В арктической тишине прозвучал голос аудиотермометра:
— Температура восемьсот градусов!
«Падаем, — подумал командир, — падаем, подобно снежинке, в жаркое лоно июня, знойного июля, в душное пекло августа…»
— Тысяча двести градусов Цельсия.
Под снегом стонали моторы: охлаждающие жидкости со скоростью пятнадцать тысяч километров в час струились по белым змеям трубопроводов.
— Тысяча шестьсот градусов Цельсия. Полдень. Лето. Июль.
— Две тысячи градусов!
И вот командир корабля спокойно (за этим спокойствием — миллионы километров пути) сказал долгожданное:
— Сейчас коснемся Солнца.
Глаза членов команды сверкнули, как расплавленное золото.
— Две тысячи восемьсот градусов!
Странно, что неживой металлический голос механического термометра может звучать так взволнованно!
— Который час? — спросил кто — то, и все невольно улыбнулись.
Ибо здесь существовало лишь Солнце и еще раз Солнце.
Солнце было горизонтом и всеми странами света. Оно сжигало минуты и секунды, песочные часы и будильники; в нем сгорало время и вечность. Оно жгло веки и клеточную влагу в темном мире за веками, сетчатку и мозг; оно выжигало сон и сладостные воспоминания о сне и прохладных сумерках.
— Смотрите!
— Командир!
Бреттон, первый штурман, рухнул на ледяной пол. Защитный костюм свистел в поврежденном месте; белым цветком расцвело облачко замерзшего пара — тепло человека, его кислород, его жизнь.
— Живей!
Пластмассовое окошко в шлеме Бреттона уже затянулось изнутри бельмом хрупких молочных кристаллов. Товарищи нагнулись над телом.

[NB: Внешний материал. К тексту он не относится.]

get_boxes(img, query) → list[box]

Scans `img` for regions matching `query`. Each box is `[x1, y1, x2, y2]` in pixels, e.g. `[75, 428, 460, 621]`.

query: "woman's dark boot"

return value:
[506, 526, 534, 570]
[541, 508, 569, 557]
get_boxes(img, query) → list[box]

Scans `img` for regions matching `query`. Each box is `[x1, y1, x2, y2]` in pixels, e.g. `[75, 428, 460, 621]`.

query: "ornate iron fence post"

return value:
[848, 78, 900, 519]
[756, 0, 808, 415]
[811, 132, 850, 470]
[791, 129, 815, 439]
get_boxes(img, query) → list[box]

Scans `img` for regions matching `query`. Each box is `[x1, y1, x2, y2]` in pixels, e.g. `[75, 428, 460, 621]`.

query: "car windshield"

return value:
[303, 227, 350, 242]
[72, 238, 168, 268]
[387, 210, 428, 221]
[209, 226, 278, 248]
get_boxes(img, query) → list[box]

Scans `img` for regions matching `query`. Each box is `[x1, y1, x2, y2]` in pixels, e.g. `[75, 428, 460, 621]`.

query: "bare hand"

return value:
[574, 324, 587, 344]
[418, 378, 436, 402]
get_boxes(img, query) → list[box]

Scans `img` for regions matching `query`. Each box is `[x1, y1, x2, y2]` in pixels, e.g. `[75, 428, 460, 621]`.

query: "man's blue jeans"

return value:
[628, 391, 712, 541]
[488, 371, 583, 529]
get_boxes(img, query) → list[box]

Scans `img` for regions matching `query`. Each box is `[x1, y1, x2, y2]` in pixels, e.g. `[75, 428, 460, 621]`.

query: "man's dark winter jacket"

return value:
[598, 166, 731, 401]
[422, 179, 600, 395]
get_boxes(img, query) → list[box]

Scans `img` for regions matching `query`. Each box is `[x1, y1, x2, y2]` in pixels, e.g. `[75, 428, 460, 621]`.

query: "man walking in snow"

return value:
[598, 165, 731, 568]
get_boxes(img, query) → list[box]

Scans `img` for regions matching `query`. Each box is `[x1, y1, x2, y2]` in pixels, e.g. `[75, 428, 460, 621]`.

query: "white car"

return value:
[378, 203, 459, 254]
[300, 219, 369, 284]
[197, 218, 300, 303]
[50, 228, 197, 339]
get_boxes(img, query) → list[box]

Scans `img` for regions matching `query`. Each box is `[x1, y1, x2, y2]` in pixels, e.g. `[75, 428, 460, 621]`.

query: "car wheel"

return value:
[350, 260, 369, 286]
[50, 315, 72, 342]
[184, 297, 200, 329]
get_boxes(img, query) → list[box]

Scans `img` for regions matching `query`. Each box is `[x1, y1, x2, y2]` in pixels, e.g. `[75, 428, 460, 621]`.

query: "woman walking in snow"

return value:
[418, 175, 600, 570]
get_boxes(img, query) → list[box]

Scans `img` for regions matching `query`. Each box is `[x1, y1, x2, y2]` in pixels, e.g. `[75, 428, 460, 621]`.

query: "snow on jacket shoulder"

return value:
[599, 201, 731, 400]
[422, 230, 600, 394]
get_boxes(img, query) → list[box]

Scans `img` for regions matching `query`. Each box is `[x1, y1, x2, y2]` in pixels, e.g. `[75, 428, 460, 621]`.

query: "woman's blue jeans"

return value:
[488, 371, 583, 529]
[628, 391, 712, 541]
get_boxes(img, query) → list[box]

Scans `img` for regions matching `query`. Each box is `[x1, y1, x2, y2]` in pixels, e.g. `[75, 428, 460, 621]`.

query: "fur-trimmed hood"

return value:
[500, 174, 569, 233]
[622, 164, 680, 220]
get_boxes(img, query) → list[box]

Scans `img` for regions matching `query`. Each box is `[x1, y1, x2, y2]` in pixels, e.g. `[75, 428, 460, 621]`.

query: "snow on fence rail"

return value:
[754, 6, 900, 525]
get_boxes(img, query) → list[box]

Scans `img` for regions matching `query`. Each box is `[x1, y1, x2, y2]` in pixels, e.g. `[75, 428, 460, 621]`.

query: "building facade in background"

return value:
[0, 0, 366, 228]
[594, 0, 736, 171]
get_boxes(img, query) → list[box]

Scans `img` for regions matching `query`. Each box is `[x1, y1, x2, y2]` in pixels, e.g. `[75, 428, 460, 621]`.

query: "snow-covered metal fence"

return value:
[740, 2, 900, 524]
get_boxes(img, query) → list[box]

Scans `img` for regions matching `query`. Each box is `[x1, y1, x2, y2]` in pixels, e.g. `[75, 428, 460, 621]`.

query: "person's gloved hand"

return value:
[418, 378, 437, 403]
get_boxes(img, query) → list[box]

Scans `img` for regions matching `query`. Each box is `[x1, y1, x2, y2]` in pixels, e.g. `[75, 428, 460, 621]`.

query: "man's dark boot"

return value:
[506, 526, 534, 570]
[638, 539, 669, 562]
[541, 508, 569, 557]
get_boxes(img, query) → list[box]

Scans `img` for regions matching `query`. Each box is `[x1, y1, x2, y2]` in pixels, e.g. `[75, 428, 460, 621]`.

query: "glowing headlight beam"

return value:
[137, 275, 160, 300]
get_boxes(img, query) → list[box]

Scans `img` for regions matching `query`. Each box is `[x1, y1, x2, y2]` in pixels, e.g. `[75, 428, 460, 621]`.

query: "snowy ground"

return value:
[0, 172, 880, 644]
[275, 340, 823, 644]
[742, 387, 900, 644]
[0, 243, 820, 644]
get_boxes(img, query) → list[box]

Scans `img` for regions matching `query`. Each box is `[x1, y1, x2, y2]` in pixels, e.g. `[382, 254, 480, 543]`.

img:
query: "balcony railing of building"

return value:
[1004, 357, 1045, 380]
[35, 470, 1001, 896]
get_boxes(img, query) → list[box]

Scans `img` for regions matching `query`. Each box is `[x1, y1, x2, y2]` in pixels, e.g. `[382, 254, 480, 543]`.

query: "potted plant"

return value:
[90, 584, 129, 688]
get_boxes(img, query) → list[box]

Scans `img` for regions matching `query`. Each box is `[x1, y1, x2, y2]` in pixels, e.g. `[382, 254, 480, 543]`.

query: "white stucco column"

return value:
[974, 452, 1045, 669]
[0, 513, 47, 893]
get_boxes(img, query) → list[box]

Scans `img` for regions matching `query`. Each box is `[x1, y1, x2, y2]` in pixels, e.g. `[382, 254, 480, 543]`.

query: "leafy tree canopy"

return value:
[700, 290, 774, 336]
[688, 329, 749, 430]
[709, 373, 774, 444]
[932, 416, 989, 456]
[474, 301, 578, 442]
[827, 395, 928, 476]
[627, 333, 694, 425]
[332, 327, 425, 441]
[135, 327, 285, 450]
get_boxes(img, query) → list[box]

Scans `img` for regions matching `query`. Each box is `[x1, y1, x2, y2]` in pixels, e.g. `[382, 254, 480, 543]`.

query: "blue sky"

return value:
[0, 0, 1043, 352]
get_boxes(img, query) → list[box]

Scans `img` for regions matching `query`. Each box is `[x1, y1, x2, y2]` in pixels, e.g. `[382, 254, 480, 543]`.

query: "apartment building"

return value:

— Брак в скафандре, командир. Он мертв.
— Замерз.
Они перевели взгляд на термометр, который показывал течение зимы в заснеженных отсеках. Четыреста градусов ниже нуля. Командир смотрел на замороженную статую; по ней стремительно разбегались искрящиеся кристаллики льда. «Какая злая ирония судьбы, — думал он, — человек спасается от огня и гибнет от мороза…»
Он отвернулся.
— Некогда. Времени нет. Пусть лежит. — Как тяжело поворачивается язык… — Температура? Стрелки подскочили еще на тысячу шестьсот градусов.
— Смотрите! Командир, смотрите!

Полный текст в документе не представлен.